La Liguria si è fermata.
Una giornata di mobilitazione serrata ha visto lavoratori del settore rifiuti incrociare le braccia, innescando una protesta diffusa che ha investito l’intera regione, da Genova a Ventimiglia, Savona fino alla Spezia.
L’azione, promossa con determinazione dai sindacati Fp Cgil, Fit Cisl, Uiltrasporti e Fiadel, non rappresenta un mero atto di protesta, ma l’apice di un confronto sindacale bloccato da quasi un anno, un anno di tentativi di dialogo con le associazioni datoriali Utilitalia, Cisambiente-Confindustria, Assoambiente e le Centrali Cooperative, tutti risultati finora inconcludenti.
Lo sciopero, lungi dall’essere una questione puramente economica, esprime una profonda insoddisfazione per una serie di criticità strutturali che affliggono il settore e che impattano direttamente sulla dignità e sulla sicurezza dei lavoratori.
Oltre alla rivendicazione di un adeguato recupero del potere d’acquisto, eroso dall’inflazione galoppante, la piattaforma sindacale si articola attorno a una visione più ampia di tutela e valorizzazione del lavoro.
Al centro delle richieste vi è un radicale ripensamento degli investimenti, orientati a rafforzare ambiti vitali per il benessere degli operatori.
Si tratta di un impegno concreto verso la promozione della salute e della sicurezza sul lavoro, un aspetto cruciale per chi quotidianamente opera in contesti spesso complessi e rischiosi.

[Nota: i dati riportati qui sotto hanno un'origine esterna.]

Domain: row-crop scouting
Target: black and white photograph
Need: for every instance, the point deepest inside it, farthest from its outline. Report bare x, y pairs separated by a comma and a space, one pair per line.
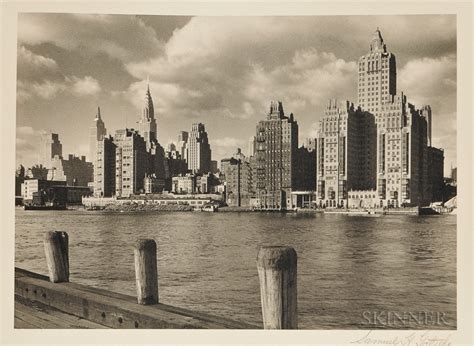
237, 172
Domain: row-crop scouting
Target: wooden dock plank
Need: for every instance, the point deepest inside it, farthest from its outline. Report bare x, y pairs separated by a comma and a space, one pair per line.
42, 316
112, 309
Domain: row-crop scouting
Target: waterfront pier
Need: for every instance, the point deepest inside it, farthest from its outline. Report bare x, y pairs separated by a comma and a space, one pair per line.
52, 302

La richiesta di una classificazione del personale, basata su una valutazione accurata delle competenze e delle responsabilità, mira a superare una frammentazione spesso artificiale e a riconoscere il valore professionale di ogni figura.
Il sindacato pone inoltre l’accento sul welfare aziendale, rivendicando l’implementazione di politiche di supporto che vadano oltre la mera retribuzione, per garantire una maggiore protezione sociale ai lavoratori e alle loro famiglie.
Particolare attenzione è rivolta alla condizione dei lavoratori degli appalti, spesso i più vulnerabili e meno tutelati, ai quali si richiedono tutele rafforzate e una maggiore trasparenza nei rapporti contrattuali.
La giornata di sciopero non è quindi un punto di arrivo, ma un chiaro segnale lanciato alle parti datoriali, un monito a riprendere il dialogo con rinnovato spirito di collaborazione e con la ferma volontà di affrontare le problematiche strutturali del settore, restituendo dignità e sicurezza a chi ogni giorno contribuisce a mantenere pulita e vivibile la Liguria.
La mobilitazione testimonia la determinazione dei lavoratori a non rinunciare ai propri diritti e a rivendicare un futuro più equo e sostenibile per tutti.